Evolution of sparsity and modularity in a model of protein allostery

TL;DR

This paper presents a physical model of protein evolution focusing on allostery, showing how evolutionary history influences the spatial organization of functional constraints and the emergence of modularity in proteins.

Contribution

It introduces a simple model linking evolutionary history to the geometry of functional constraints and modularity in proteins, explaining mutation tolerance and adaptation.

Findings

High mutation rates and fluctuating selection generate spatially concentrated constraints.

The model explains natural protein mutation tolerance and functional organization.

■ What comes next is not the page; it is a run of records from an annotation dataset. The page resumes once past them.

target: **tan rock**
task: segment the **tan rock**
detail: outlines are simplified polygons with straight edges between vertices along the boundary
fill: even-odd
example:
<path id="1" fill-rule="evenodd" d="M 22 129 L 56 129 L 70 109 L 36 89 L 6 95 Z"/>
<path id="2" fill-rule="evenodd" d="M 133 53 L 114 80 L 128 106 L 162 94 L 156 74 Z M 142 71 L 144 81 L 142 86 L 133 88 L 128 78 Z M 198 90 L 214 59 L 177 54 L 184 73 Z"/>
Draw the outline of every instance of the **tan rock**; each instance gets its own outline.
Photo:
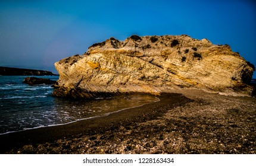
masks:
<path id="1" fill-rule="evenodd" d="M 199 89 L 231 95 L 250 95 L 254 68 L 228 45 L 187 35 L 113 37 L 55 63 L 60 74 L 57 97 Z"/>

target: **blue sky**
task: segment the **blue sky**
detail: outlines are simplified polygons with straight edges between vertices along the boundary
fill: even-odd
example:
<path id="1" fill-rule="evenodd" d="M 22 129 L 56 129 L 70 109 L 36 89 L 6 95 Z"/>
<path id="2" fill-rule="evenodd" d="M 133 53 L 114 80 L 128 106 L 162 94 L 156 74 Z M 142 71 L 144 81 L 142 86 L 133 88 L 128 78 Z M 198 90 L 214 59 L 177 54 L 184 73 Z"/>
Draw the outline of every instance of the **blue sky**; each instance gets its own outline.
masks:
<path id="1" fill-rule="evenodd" d="M 0 66 L 56 72 L 63 58 L 135 34 L 207 38 L 256 66 L 253 0 L 0 1 Z"/>

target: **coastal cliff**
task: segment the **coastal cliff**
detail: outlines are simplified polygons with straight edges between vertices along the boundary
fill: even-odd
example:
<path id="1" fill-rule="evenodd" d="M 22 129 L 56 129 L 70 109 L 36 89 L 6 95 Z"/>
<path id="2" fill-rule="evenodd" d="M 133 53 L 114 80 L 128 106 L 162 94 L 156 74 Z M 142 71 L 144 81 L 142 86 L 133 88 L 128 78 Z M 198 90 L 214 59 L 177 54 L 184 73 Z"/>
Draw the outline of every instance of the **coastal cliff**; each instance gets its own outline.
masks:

Multiple modules can emerge depending on environmental fluctuations.

Abstract

The sequence of a protein is not only constrained by its physical and biochemical properties under current selection, but also by features of its past evolutionary history. Understanding the extent and the form that these evolutionary constraints may take is important to interpret the information in protein sequences. To study this problem, we introduce a simple but physical model of protein evolution where selection targets allostery, the functional coupling of distal sites on protein surfaces. This model shows how the geometrical organization of couplings between amino acids within a protein structure can depend crucially on its evolutionary history. In particular, two scenarios are found to generate a spatial concentration of functional constraints: high mutation rates and fluctuating selective pressures. This second scenario offers a plausible explanation for the high tolerance of natural proteins to mutations and for the spatial organization of their least tolerant amino acids, as revealed by sequence analyses and mutagenesis experiments. It also implies a faculty to adapt to new selective pressures that is consistent with observations. Besides, the model illustrates how several independent functional modules may emerge within a same protein structure, depending on the nature of past environmental fluctuations. Our model thus relates the evolutionary history and evolutionary potential of proteins to the geometry of their functional constraints, with implications for decoding and engineering protein sequences.